GOP lawmaker presses for answers about Democrat's U of M job

Rep. Jamie Long, DFL-Minneapolis
Rep. Jamie Long, DFL-Minneapolis, testifies at the state Capitol Tuesday, Feb. 5, 2019, on his bill to boost Minnesota’s renewable energy standard to 100 percent by 2050.
Elizabeth Dunbar | MPR News

A Republican state lawmaker is calling for House DFL leaders to take action against one of their freshmen members after questions were raised about the lawmaker’s recent outside employment.

Rep. Chris Swedzinski, R-Ghent, contends that Rep. Jamie Long, DFL-Minneapolis, received preferential treatment when he was hired for a policy research fellowship at the University of Minnesota Institute’s Environment Energy Transition Lab to work on clean energy and climate change issues.

Former DFL state Sen. Ellen Anderson made the hire.

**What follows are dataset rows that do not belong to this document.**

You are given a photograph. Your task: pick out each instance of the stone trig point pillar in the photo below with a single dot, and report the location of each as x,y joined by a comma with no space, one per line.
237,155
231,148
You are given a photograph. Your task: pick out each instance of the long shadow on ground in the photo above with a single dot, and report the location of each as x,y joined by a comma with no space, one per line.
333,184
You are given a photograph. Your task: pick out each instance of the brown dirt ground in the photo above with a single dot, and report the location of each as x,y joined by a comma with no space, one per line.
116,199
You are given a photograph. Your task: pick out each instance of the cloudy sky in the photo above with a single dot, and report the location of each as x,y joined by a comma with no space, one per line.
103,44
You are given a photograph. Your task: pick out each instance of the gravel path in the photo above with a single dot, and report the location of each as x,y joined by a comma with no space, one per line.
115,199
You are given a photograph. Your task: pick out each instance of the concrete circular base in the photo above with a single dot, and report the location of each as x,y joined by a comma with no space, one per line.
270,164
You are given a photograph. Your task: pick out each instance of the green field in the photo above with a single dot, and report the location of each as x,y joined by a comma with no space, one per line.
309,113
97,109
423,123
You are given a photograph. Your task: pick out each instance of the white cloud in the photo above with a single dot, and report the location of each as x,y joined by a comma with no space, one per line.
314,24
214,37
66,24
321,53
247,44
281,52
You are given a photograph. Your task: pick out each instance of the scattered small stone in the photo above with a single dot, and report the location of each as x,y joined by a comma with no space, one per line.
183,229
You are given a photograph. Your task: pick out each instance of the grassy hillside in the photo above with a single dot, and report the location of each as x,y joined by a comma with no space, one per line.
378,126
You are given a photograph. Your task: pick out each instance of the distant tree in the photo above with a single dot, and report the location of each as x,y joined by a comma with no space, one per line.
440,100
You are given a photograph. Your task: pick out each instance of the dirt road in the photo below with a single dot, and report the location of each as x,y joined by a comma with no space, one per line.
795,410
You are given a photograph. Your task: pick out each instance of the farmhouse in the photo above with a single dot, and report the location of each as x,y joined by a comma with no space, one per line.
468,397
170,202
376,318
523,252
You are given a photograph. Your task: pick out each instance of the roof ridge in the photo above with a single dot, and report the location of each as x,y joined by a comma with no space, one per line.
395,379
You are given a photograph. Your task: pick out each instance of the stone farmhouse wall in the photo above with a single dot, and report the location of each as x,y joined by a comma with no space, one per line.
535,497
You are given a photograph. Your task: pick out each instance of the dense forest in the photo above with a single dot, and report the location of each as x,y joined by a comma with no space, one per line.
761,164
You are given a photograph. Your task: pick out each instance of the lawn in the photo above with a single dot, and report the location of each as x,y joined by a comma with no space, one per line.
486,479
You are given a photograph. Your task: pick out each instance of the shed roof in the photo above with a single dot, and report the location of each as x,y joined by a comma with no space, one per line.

Anderson could not be reached for comment.

Swedzinski called on House Speaker Melissa Hortman to suspend Long from his positions as assistant majority leader and vice chair of the House Energy and Climate Division while the matter is investigated.

Grow the Future of Public Media

MPR News is supported by Members. Gifts from individuals power everything you find here. Make a gift of any amount today to become a Member!

He said emails he obtained through a public records request raise many questions about the hiring process.

“It seems like from the emails that Rep. Long was the intended person for this money long before the position was created,” he said.

Long, who has since resigned the post, was earning about $34 per hour.

Swedzinski said he also wants to know the identity of a donor who funded the fellowship. The name was redacted in the documents he received.

“It may not be a blatant in your face thing, but I think there are definitely some questions that need to be asked and looked into,” he said.

Hortman released a statement that said she will withhold comment until she can review the documents.

Long denies any wrongdoing and said there is nothing to investigate. He insists that he applied for the position and went through a competitive public hiring process.

Long said he submitted his resignation earlier this week because of Swedzinski’s data request, which he described as “politically motivated.” His last day is Sept. 20.

“Unfortunately, climate change has become politicized, such that even research is seen in a partisan light,” Long said. “So, it became clear that my presence there was a distraction with some of the partisan attack on my position. So, unfortunately I resigned.”

The questions surrounding Long’s arrangement only highlight gaps in disclosure requirements for members of Minnesota’s part-time Legislature.

Lawmakers are required to provide little information about their outside jobs on required public disclosure forms.

In legislative directories, a quarter of the 201 current legislators list “attorney” or “consultant” as their occupation. But the public has little way to determine who is paying their fees, with past attempts to demand more transparency defeated on the grounds it would violate client privacy.

Other legislators simply leave the occupation section blank all together.